What is this "bitcoin"?
Bitcoin is a decentralized (i.e. not controlled by any single entity) cryptocurrency (a digital currency that uses cryptography or ‘math’ to control its rate of issuance and to secure transactions) designed to be exchanged peer to peer at low cost and high speed over the internet.
The open source (code is publicly available) bitcoin protocol was originally developed by an anonymous individual or group known as “Satoshi Nakamoto” and released in 2009. The bitcoin software has subsequently been improved and maintained by a decentralized community of engineers. Anyone running the bitcoin software on their computer is considered a participant of the network or node.
Anyone dedicating computing power to solve the cryptographic problems required to create bitcoin and validate bitcoin transactions is known as a miner. The bitcoin software was designed to be a deflationary currency, with a limit of 21 million that can ever be created through mining. It is estimated that in the year 2145 this limit will be reached. Although 21 million doesn’t seem like much, bitcoin can be divisible to 0.00000001.

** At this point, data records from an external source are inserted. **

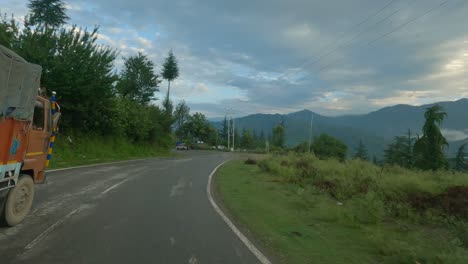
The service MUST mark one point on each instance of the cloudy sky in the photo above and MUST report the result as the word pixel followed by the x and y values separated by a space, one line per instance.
pixel 277 56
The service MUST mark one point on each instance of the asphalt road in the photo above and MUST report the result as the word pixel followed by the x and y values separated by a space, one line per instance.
pixel 147 211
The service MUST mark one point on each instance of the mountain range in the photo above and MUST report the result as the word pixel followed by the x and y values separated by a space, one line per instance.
pixel 376 129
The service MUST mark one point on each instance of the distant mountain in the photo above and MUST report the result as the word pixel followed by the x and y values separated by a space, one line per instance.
pixel 375 129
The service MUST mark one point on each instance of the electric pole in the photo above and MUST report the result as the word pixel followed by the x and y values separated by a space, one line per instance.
pixel 310 133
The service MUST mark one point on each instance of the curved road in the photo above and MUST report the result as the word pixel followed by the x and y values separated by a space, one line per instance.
pixel 146 211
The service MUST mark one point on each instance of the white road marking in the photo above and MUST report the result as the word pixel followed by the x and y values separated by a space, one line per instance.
pixel 98 164
pixel 178 189
pixel 262 258
pixel 114 186
pixel 193 260
pixel 183 160
pixel 48 230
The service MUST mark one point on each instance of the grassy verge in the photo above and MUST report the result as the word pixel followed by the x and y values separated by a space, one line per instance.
pixel 310 211
pixel 85 150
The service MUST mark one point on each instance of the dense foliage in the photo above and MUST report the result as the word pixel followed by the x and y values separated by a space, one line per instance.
pixel 326 146
pixel 361 152
pixel 93 98
pixel 410 216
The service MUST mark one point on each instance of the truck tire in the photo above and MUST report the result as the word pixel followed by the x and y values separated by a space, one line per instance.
pixel 18 202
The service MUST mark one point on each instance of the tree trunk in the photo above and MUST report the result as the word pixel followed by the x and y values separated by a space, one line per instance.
pixel 168 88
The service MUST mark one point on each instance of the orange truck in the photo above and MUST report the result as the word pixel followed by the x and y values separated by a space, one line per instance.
pixel 28 125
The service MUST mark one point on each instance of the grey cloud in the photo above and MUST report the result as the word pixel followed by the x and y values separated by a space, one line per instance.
pixel 244 45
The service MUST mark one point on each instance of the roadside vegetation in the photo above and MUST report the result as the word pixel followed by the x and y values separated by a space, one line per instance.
pixel 311 204
pixel 308 210
pixel 109 113
pixel 85 149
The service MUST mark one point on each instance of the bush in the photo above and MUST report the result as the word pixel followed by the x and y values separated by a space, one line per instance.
pixel 251 161
pixel 375 191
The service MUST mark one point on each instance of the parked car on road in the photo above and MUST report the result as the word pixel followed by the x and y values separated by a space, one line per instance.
pixel 181 146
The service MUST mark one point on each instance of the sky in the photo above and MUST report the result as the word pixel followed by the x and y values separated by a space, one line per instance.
pixel 333 57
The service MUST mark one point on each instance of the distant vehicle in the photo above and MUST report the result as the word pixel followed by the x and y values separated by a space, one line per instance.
pixel 181 146
pixel 28 125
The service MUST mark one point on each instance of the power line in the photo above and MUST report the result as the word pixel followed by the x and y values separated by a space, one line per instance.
pixel 316 59
pixel 391 32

All bitcoin transactions are secured by miners and this transaction data is stored in 1MB blocks. Newly created blocks (bundles of transactions) are added to a chain of blocks, known as the blockchain, which serves as an immutable (un-editable) distributed public ledger (spreadsheet) of all bitcoin transactions since the beginning of the protocol’s release.

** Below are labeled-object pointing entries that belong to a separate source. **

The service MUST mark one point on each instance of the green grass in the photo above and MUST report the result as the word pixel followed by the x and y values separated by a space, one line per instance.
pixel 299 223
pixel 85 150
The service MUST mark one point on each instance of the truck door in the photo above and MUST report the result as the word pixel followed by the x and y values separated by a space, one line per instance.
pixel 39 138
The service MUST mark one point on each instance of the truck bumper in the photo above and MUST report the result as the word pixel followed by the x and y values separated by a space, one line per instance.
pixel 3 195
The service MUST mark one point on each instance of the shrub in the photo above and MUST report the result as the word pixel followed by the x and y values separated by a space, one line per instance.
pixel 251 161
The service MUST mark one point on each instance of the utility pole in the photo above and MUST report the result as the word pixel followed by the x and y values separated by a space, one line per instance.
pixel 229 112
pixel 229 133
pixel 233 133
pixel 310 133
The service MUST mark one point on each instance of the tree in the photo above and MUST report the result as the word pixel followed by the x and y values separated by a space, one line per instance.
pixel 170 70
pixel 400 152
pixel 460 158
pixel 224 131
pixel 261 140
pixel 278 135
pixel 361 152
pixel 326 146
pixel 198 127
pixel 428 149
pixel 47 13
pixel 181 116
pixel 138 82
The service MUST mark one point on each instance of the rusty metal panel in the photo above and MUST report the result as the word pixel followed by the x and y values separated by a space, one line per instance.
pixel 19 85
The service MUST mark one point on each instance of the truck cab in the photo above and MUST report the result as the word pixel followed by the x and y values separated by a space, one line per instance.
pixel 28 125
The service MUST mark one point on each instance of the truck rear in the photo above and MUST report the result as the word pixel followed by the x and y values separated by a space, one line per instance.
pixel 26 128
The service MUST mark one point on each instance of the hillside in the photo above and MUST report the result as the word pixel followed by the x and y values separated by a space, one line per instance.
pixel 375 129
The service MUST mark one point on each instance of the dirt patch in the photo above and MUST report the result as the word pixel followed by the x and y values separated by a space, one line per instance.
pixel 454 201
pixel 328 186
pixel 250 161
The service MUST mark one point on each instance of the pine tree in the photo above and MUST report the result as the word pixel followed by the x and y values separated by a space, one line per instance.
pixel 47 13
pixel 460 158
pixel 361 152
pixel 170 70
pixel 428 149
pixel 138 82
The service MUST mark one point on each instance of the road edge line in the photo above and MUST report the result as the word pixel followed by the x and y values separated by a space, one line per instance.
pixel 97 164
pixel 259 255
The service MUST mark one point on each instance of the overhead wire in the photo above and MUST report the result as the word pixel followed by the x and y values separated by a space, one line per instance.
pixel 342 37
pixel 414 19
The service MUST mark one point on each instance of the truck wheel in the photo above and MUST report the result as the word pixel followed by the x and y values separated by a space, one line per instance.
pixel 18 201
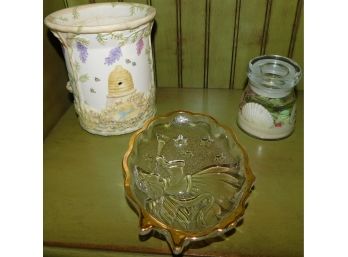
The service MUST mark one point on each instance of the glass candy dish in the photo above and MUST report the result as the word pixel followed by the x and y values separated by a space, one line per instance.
pixel 188 178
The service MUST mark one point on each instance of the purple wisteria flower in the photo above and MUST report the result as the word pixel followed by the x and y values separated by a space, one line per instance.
pixel 140 46
pixel 114 55
pixel 82 51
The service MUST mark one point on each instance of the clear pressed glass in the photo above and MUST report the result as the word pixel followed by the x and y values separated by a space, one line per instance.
pixel 189 175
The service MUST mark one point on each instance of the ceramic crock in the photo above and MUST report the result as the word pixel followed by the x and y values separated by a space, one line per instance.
pixel 108 55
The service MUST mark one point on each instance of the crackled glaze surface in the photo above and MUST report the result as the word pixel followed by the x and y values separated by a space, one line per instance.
pixel 188 172
pixel 107 50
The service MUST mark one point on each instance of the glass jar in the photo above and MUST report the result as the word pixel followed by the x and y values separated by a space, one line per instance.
pixel 268 106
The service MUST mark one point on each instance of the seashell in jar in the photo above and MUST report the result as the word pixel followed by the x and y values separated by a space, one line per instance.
pixel 258 115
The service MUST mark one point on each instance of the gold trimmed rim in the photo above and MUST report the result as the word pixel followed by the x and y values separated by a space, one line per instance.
pixel 180 237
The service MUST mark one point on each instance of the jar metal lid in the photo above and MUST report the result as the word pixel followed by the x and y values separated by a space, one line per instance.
pixel 273 75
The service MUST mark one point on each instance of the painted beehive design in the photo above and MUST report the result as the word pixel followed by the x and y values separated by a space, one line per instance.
pixel 120 82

Bitcoin became popular as an online method of payment between 2010 – 2013, particularly on the dark web and ecommerce sites, due to its pseudo-anonymous attributes and global fungibility.
Bitcoin began trading on exchanges in 2010, and became popular as a secure store of value or “digital gold” in 2013. This trend has continued and mainstream legitimization of bitcoin as an alternative asset is gaining momentum.
Unfortunately, ideological differences in the bitcoin community have stunted the technology’s ability to scale due to debates about the “correct” way of enabling the network to store and process faster and cheaper transactions. While this scaling debate has raged on for almost two years, the cost and time taken to send a bitcoin transaction continues to rise, making the cryptocurrency uncompetitive and expensive as a payments system (it’s original purpose).
A solution to the scaling debate is set to take place in 2017, however this may result in a “hard fork” or split in the bitcoin network that would produce two separate cryptocurrencies that run different versions of the bitcoin software. This means that there would be two versions of bitcoin that could be traded on exchanges.